= Sheshet =

Babylonian amora

Rav Sheshet (רב ששת) was an amora of the third generation of the Talmudic academies in Babylonia (then Asoristan, now Lower Mesopotamia, Iraq). His name is sometimes read Shishat or Bar Shishat.

==Biography==
He was a colleague of Rav Nachman, with whom he had frequent arguments concerning questions of halakha. His teacher's name is not definitively known, but Rav Sheshet was an auditor at Rav Huna's lectures. It is certain that he was not a pupil of Abba Arikha (Rav), since certain sayings of his displeased him, he criticized them with a disrespect which he would not have shown toward his own teacher, saying: "he must have spoken thus when he was asleep".

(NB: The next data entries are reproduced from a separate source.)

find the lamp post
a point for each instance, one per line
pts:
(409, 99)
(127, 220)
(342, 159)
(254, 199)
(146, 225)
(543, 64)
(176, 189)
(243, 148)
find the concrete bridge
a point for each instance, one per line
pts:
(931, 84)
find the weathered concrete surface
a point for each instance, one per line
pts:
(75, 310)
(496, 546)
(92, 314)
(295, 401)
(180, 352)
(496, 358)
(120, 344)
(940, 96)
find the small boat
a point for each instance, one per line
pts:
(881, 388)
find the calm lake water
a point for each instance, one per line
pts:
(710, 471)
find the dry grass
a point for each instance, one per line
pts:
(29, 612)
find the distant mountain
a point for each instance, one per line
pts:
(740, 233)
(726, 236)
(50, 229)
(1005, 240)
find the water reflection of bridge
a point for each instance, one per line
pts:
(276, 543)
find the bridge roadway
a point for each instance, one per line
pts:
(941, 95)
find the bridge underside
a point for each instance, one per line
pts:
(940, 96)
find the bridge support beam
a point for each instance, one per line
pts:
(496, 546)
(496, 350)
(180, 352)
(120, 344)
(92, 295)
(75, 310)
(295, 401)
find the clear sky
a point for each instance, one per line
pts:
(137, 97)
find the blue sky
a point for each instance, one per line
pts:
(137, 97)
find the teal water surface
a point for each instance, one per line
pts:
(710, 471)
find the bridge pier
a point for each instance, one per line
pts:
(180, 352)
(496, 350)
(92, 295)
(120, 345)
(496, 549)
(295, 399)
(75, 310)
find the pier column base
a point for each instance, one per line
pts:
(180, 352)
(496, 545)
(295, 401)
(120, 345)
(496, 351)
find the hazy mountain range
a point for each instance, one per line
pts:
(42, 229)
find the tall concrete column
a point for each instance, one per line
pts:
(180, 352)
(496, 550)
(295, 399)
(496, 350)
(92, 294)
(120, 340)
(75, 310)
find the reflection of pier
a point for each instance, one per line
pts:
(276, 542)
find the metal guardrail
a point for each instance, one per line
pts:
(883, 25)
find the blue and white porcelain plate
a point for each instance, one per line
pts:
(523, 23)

Sheshet lived first at Nehardea, where he used to study in the Great Synagogue of Baghdad, going thence to Mahuza, and later to Shilhe, where he founded an academy. He was feeble in body, but nevertheless had an iron will and great energy.

==His learning==
Although he was blind, he was compensated by a very retentive memory, for he knew by heart the entire body of tannaitic tradition, as well as its amoraic interpretations. He hired a scholar ("tanna") acquainted with the mishnah and the baraita to read them to him.

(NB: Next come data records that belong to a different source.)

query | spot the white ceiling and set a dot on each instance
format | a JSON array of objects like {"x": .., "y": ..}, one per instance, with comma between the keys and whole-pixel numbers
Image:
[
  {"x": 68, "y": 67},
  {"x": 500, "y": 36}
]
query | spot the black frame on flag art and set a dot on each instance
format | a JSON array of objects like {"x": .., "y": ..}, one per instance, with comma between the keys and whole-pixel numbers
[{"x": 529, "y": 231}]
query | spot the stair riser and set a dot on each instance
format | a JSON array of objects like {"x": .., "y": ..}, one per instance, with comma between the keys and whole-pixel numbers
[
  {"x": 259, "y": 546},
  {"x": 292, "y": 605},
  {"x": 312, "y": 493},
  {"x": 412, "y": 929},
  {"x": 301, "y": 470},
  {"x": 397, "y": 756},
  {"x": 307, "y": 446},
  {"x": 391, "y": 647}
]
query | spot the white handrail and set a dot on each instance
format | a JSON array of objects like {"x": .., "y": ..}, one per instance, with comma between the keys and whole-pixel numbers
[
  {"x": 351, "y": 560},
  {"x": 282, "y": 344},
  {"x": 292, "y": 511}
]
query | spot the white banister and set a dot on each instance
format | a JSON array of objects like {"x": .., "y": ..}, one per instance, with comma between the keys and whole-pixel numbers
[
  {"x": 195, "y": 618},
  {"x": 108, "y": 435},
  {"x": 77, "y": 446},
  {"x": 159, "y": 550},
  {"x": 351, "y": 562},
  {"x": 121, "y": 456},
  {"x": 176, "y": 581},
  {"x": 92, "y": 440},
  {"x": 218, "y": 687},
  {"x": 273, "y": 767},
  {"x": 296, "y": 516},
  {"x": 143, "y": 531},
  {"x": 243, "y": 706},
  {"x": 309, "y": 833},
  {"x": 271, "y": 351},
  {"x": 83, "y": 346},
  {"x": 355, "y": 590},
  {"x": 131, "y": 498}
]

Rav Ḥisda, when he met Sheshet, used to tremble at the wealth of baraitot and maxims which Sheshet quoted. Sheshet also transmitted many sayings of the older tannaim, especially of Eleazar ben Azariah. In his teaching he always took tradition as his basis, and for every question laid before him for decision he sought a mishnah or baraita from which he might deduce the solution of the problem, his extensive knowledge of these branches of literature always enabling him to find the passage he required. His usual answer to a question was: "We have learned it in the Mishnah or in a baraita". When he had presented some sentence to the attention of his pupils, he used to ask immediately, "Whence have I this?" and would then add a mishnah or a baraita from which he had derived the decision in question.

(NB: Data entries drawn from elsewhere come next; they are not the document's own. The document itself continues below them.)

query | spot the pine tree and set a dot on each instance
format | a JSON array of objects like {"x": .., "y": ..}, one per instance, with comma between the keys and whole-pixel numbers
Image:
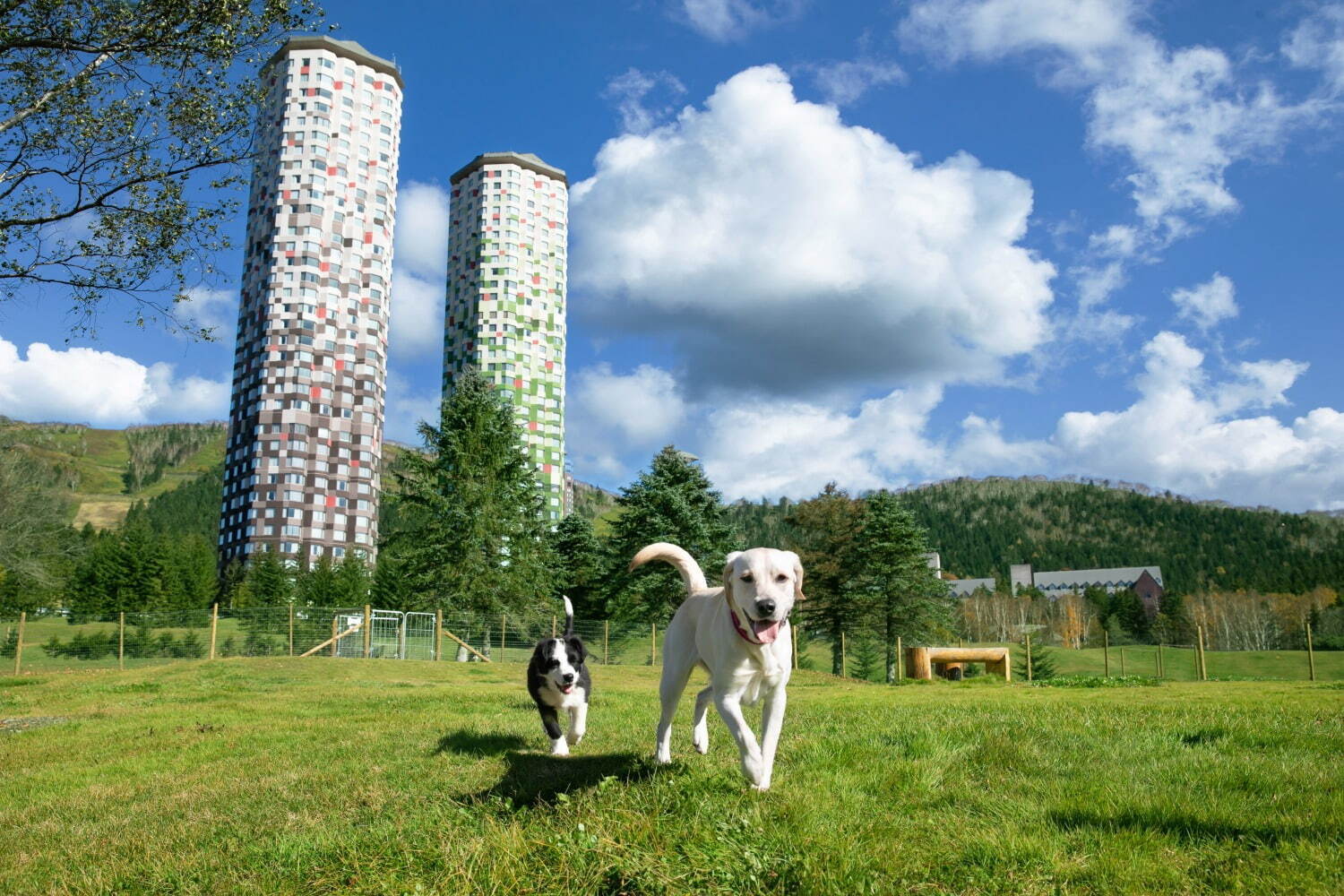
[
  {"x": 354, "y": 582},
  {"x": 892, "y": 578},
  {"x": 578, "y": 564},
  {"x": 470, "y": 533},
  {"x": 865, "y": 657},
  {"x": 671, "y": 501},
  {"x": 1042, "y": 664},
  {"x": 824, "y": 530},
  {"x": 317, "y": 586},
  {"x": 266, "y": 582}
]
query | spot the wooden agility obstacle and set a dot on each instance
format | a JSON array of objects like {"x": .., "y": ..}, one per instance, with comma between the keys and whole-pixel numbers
[{"x": 922, "y": 662}]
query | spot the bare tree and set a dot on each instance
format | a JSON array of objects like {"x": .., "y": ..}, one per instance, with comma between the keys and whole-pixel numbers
[{"x": 124, "y": 129}]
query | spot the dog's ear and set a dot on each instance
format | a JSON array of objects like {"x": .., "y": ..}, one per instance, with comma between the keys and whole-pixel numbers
[
  {"x": 728, "y": 571},
  {"x": 797, "y": 575},
  {"x": 577, "y": 646}
]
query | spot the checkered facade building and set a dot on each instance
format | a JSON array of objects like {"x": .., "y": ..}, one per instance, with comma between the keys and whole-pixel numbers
[
  {"x": 306, "y": 422},
  {"x": 505, "y": 298}
]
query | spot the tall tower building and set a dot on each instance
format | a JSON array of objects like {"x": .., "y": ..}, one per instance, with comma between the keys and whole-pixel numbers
[
  {"x": 505, "y": 297},
  {"x": 306, "y": 422}
]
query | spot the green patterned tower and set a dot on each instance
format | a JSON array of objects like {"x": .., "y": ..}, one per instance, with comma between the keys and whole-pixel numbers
[{"x": 505, "y": 297}]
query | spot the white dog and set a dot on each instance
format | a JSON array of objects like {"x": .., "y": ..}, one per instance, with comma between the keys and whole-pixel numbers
[{"x": 739, "y": 634}]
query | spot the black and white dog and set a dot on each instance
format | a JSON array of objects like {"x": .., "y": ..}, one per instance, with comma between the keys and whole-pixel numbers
[{"x": 558, "y": 680}]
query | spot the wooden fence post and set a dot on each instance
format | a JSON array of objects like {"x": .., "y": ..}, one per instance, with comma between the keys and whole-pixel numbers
[
  {"x": 368, "y": 632},
  {"x": 1311, "y": 656},
  {"x": 18, "y": 645},
  {"x": 214, "y": 626}
]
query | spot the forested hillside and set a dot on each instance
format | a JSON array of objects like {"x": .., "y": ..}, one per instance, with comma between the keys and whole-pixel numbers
[
  {"x": 981, "y": 525},
  {"x": 101, "y": 473}
]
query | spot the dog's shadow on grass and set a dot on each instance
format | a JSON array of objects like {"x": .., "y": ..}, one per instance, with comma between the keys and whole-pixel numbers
[
  {"x": 538, "y": 778},
  {"x": 478, "y": 743}
]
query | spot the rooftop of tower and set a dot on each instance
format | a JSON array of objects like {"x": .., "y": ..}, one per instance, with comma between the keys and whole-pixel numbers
[
  {"x": 523, "y": 159},
  {"x": 346, "y": 48}
]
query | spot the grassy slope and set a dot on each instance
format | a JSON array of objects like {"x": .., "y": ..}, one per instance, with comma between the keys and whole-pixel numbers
[
  {"x": 322, "y": 777},
  {"x": 99, "y": 458}
]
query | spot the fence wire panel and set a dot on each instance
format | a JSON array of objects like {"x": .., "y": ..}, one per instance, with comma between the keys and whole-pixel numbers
[
  {"x": 56, "y": 640},
  {"x": 386, "y": 634},
  {"x": 418, "y": 635}
]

In addition to his learning and his knowledge of tradition, Sheshet possessed much acuteness, and knew how to deduce conclusions from the teachings of tradition. Thus, in connection with his application of Ecclesiastes 7:11, Rami bar Hama said of him: "It is good when one possesses a keen understanding in addition to the inheritance of tradition". However, he was less subtle than his colleague Rav Ḥisda, and he appears to have been averse in general to the casuistry in vogue in the academy of Pumbedita. When he heard any one make a quibbling objection he used to observe sarcastically: "Are you not from Pumbedita, where they draw an elephant through the eye of a needle?". Sheshet was on friendly terms with Rav Chisda, and the pair respected each other highly, traveled in company, and were together at the exilarch's.

==His aggadah==
Sheshet devoted much time to Biblical exegesis, and whenever he recapitulated his studies, as was his custom at the end of every thirty days, he used to say: "Rejoice, my soul! rejoice, my soul! For your sake have I read the Holy Scriptures; and for your sake have I studied the Mishnah and the baraitot". On the other hand, he took comparatively little interest in aggadah, and he himself acknowledged his shortcoming in this respect, saying: "I cannot dispute with Hana on aggadah". Some of his aggadic interpretations of Biblical passages, referring for the most part to Torah study, have been preserved. Thus, he interpreted Proverbs 11:25 as implying that whoever teaches in this world will have the good fortune to teach in the world to come also; and explained Proverbs 3:16 as meaning that whosoever studies in the right manner receives as his reward length of days in addition to riches and honor, but that he who studies in a fashion not altogether unimpeachable receives riches and honor without length of days. He frequently elucidated Biblical passages by the application of well-known proverbs.

Sheshet, who (as stated above) was blind, once mingled with a crowd waiting to see the entry of the king. A heretic (probably an adherent of Manicheism, against which Sheshet polemized) taunted him with the remark that he certainly would not be able to see the king. Sheshet, however, put the heretic to shame by recognizing, despite his blindness, when the instant of the king's appearance was at hand. When the heretic, in his astonishment, asked Sheshet how he knew it, he received the answer: "The earthly kingdom resembles the heavenly; God's appearance, however, is announced in I Kings 19:12-13 by a deep silence".